See first Set for a clarification of sets. There are quite a few axiomatizations of set theory. The general purpose of Set Theory is to have a set of assumptions about sets that is sufficient to serve as a foundation for all or most of mathematics.

The one that follows is the standard one known as ZF or Zermelo-Frankel, after the men who thought of it. It consists of the following set of axioms, that are here given both by name and formally. Both the names and the axioms are standard:

ZF1: Axiom of Extensionality:
       Two sets are equal precisely if they have the same elements.
       x₁=x₂ IFF (x₃)(x₃ e x₁ IFF x₃ e x₂)
ZF2: Null Set Axiom:
       There is a set without elements.
       (Ex₁)(x₂)~(x₂ e x₁)
ZF3: Axiom of Pairing:
       For any two sets there is a set which has precisely these
       two sets as elements.
       (x₁)(x₂)(Ex₃)(x₄)(x₄ e x₃ IFF x₄=x₁ V x₄=x₂)
ZF4: Axiom of Unions:
       For any set there is a set with all the members of
       all the members of the set.
       (x₁)(Ex₂)(x₃)(x₃ e x₂ IFF (Ex₄)(x₄ e x₁ & x₃ e x₄))
Def: Definition of set-inclusion:
       One set is included in another if all the elements of the one
       are elements of the other.
       x₁ inc x₂ IFF (x₃)(x₃ e x₁ --> x₃ e x₂)
ZF5: Power Set Axiom:
       For every set there is a set which has as elements
       all the sets that are included in the set.
       (x₁)(Ex₂)(x₃)(x₃ e x₂ IFF x₃ inc x₁)
ZF6: Axiom Schema of Replacement:
       For every set there is a set such that if the first set
       is by F related to the second set then for every set A
       there is a set B such that every set C is element of A precisely if
       C is related by F to B.
       (x₁)(Ex₂)(F(x₁,x₂) --> (x₃)(Ex₄)(x₅)(x₅ e x₄ IFF (Ex₆)(x₆ e x₃ & F(x₆,x₅)))
Def: Definition of Null Set:
       Ø is a term for the set without any elements.
       x₁=Ø IFF ~(Ex₂)(x₂ e x₁)
Def: Definition of Union:
       x₁ = (x₂ U x₃) IFF (x₄)(x₄ e x₁ IFF x₄ e x₂ V x₄ e x₃)
ZF7: Axiom of Infinity:
       There is a set which has the Null Set as an element and
       is such that union of the set and any element of the set also
       is an element of the set.
       (Ex₁)(Ø e x₁ & (x₂)(x₂ e x₁ --> (x₁ U {x₂}) e x₁)
ZF8: Axiom of Foundation:
       Every non-empty set has an element
       which has no element in common with the set.
       (x₁)(~(x₁=Ø) --> (Ex₂)(x₂ e x₁ & ~(Ex₃)(x₃ e x₂ & x₃ e x₁))     

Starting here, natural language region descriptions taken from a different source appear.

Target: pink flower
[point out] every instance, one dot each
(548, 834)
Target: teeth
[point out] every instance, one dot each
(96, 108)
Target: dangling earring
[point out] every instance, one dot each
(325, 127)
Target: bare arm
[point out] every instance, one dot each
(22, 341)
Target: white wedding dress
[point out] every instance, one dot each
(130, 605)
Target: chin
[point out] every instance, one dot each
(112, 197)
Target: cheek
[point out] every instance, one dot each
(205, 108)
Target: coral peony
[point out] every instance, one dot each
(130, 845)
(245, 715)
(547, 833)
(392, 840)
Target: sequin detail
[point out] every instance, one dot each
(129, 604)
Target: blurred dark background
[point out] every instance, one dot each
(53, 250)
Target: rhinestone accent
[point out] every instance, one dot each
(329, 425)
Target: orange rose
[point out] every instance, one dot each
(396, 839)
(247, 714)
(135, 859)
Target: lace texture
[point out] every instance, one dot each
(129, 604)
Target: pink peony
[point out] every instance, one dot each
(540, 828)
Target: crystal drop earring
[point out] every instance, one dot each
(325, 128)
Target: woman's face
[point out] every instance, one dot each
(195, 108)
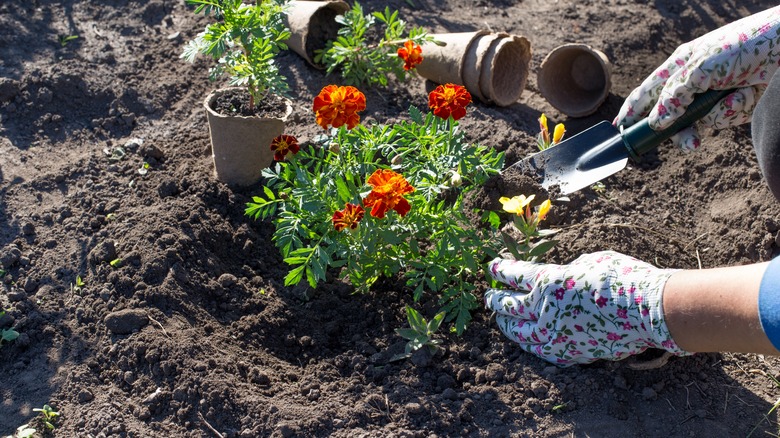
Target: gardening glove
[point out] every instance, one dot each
(604, 305)
(740, 56)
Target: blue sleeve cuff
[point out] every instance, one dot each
(769, 302)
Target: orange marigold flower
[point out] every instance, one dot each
(348, 218)
(449, 100)
(337, 106)
(387, 194)
(284, 146)
(411, 53)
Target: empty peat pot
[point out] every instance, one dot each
(575, 79)
(492, 66)
(312, 24)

Here are some comments and explanations.

The Axiom Schema of Replacement is said to be a schema because it involves an arbitrary (schematic) function F.

Ø is a unique set by the Axiom of Extensionality and it exists by the Null Set Axiom.

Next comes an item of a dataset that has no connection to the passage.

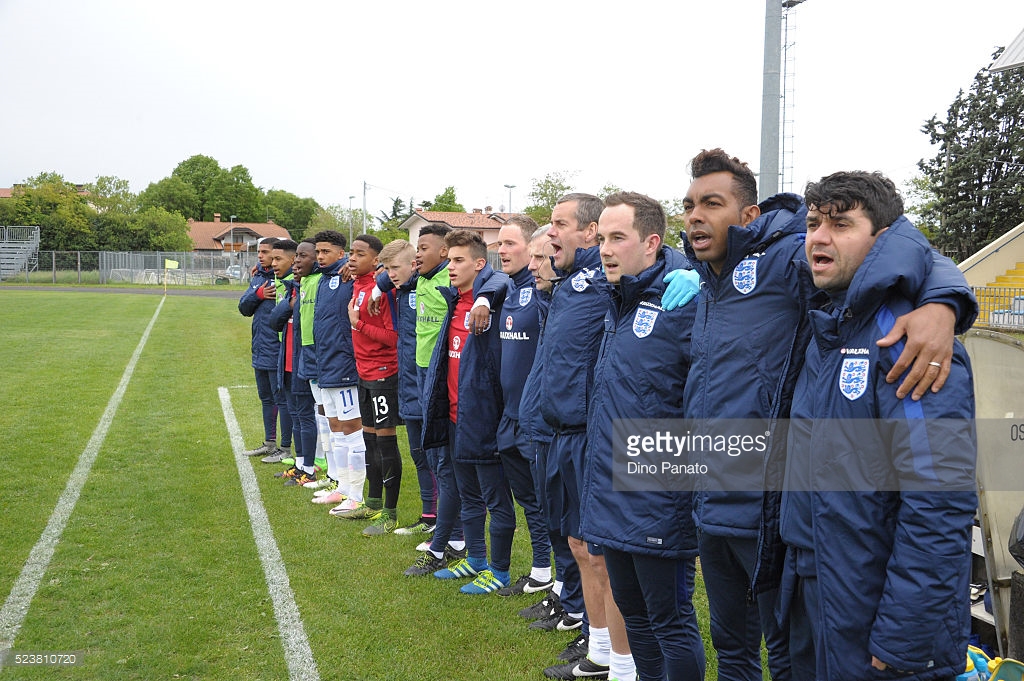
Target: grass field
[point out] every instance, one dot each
(157, 575)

The Axiom of Infinity implies that as Ø is element of the set, so are {Ø}, {{Ø}}, {{{Ø}}} ... etc. without end. These are all distinct since ~( Ø = {Ø}) etc. because Ø has no elements and {Ø} has one element, namely Ø.

The Axiom of Foundation prevents chains of the form (x₁ e x₂ & x₂ e x₃ & ... & x_n-1 e x₁). I.o.w.: it assures that no set is element of itself nor element of any of its elements.)

For a brief explanation of what is the point of it all - all of mathematics in one simple set of axioms and a lingua franca for all of mathematics - see Set.

There are many good introductions to Set Theory (and also some not so good). One of the best for the beginner must be Naive Set Theory by Paul Halmos. Those who want a somewhat stricter and fairly complete version of ZF should look into Suppes. Quine provides a sort of minimalist general set theory. Mulder is a recent survey of many set theories, their uses and foundations, and their relations to the foundations of physics and mathematics. Lipschutz is a fine and very clear survey and introduction.